Anonymous Monk has asked for the wisdom of the Perl Monks concerning the following question:

I'd like to test a block of bytes for whether it appears to be "real" text or not. By that I mean, would a human judge it to be text, or "binary"? Conceptually, similar to what the -T/-B operators do, but without the heuristic part: it's either 100% Text, for sure, or else we call it Binary.

I'm pretty sure I could cobble together a regex that does what I want; but I thought there would be a character class (or at most two) which would Do The Right Thing. Unfortunately, there doesn't seem to be. IsAscii is too broad, as it covers a lot of "control" characters that we don't normally think of as being in text, particularly \000. IsPrint is too narrow, as it doesn't even cover <tab>.

Thanks in advance...

Replies are listed 'Best First'.
Re: How to match "text"?
by BrowserUk (Patriarch) on Jun 14, 2013 at 12:40 UTC

    How about:

    if( $s =~ m[^[ -~\t\n]+$] ) { print 'IsAscii'; } else { print 'IsNotAscii'; }

    With the rise and rise of 'Social' network sites: 'Computers are making people easier to use everyday'
    Examine what is said, not who speaks -- Silence betokens consent -- Love the truth but pardon error.
    "Science is about questioning the status quo. Questioning authority".
    In the absence of evidence, opinion is indistinguishable from prejudice.
Re: How to match "text"? (bytes)
by Anonymous Monk on Jun 14, 2013 at 12:32 UTC

    There are only bytes, to decide how you interpret those bytes you have to use heuristics, or someone tells you -- there is no other way

Re: How to match "text"?
by Anonymous Monk on Jun 14, 2013 at 13:11 UTC
    FWIW, I ended up using
    /[[:print:][:space:]]/

      Without anchors that will just ignore the presence of control characters.

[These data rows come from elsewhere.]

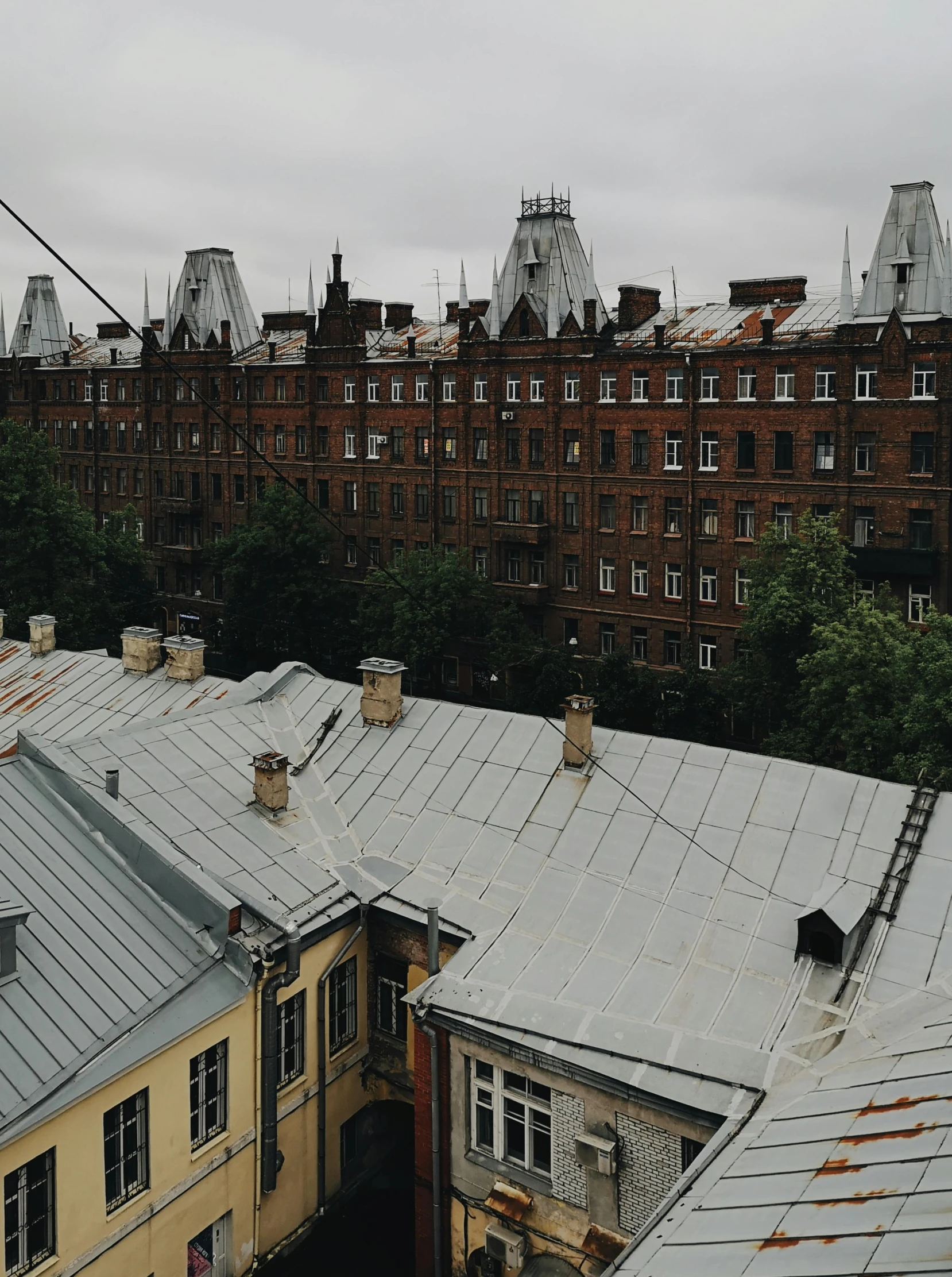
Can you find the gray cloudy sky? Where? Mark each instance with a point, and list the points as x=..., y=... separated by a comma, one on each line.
x=726, y=138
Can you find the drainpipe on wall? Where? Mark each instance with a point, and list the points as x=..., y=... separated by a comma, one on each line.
x=322, y=1060
x=272, y=1160
x=433, y=966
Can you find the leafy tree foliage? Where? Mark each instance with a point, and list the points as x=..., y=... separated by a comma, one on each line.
x=54, y=560
x=281, y=602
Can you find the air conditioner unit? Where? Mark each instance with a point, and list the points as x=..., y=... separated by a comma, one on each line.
x=597, y=1153
x=506, y=1245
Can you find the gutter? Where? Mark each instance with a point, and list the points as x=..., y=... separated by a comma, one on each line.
x=322, y=1059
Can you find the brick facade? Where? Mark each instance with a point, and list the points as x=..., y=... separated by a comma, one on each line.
x=650, y=1165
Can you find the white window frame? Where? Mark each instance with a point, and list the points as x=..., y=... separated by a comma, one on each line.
x=674, y=450
x=496, y=1100
x=710, y=450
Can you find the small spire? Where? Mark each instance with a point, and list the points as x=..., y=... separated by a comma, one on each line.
x=846, y=284
x=494, y=306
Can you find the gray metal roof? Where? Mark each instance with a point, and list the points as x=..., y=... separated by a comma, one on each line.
x=99, y=955
x=77, y=694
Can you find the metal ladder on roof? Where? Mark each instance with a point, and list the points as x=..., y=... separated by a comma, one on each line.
x=896, y=878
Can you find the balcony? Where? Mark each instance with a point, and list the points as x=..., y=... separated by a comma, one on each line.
x=882, y=561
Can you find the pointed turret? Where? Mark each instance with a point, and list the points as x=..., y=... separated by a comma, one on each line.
x=909, y=264
x=494, y=306
x=846, y=284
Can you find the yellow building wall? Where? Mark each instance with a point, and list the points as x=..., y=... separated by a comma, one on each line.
x=181, y=1201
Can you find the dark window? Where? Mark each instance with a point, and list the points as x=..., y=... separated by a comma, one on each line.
x=290, y=1039
x=640, y=449
x=208, y=1090
x=391, y=989
x=125, y=1132
x=342, y=1005
x=923, y=451
x=783, y=450
x=920, y=529
x=30, y=1206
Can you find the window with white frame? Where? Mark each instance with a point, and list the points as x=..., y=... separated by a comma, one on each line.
x=784, y=382
x=865, y=381
x=747, y=382
x=919, y=602
x=30, y=1213
x=707, y=653
x=674, y=450
x=825, y=382
x=511, y=1118
x=606, y=576
x=924, y=381
x=709, y=450
x=208, y=1093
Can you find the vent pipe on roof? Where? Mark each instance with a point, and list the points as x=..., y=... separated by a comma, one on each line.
x=42, y=634
x=382, y=703
x=271, y=781
x=142, y=649
x=577, y=746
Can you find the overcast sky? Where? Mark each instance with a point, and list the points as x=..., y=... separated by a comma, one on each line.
x=727, y=140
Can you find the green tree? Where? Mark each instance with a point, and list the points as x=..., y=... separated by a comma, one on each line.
x=798, y=582
x=54, y=560
x=281, y=602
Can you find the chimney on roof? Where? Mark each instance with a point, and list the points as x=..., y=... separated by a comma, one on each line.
x=42, y=634
x=271, y=781
x=578, y=730
x=187, y=658
x=12, y=916
x=142, y=649
x=382, y=703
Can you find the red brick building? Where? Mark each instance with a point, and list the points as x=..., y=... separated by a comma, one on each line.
x=608, y=468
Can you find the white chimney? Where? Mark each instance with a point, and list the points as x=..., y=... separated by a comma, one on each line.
x=42, y=634
x=382, y=703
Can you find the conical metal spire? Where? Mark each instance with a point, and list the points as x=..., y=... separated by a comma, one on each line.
x=846, y=284
x=494, y=304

      And be aware that [:space:] includes chr(11) (vertical tab) & chr(12) (form feed) which most modern "text" programs have no idea what to do with.


      With the rise and rise of 'Social' network sites: 'Computers are making people easier to use everyday'
      Examine what is said, not who speaks -- Silence betokens consent -- Love the truth but pardon error.
      "Science is about questioning the status quo. Questioning authority".
      In the absence of evidence, opinion is indistinguishable from prejudice.
        Oh, yeah. I actually did negation, i.e.
        print "Is Non-Text" if [^[:print:][:space:]]/ ;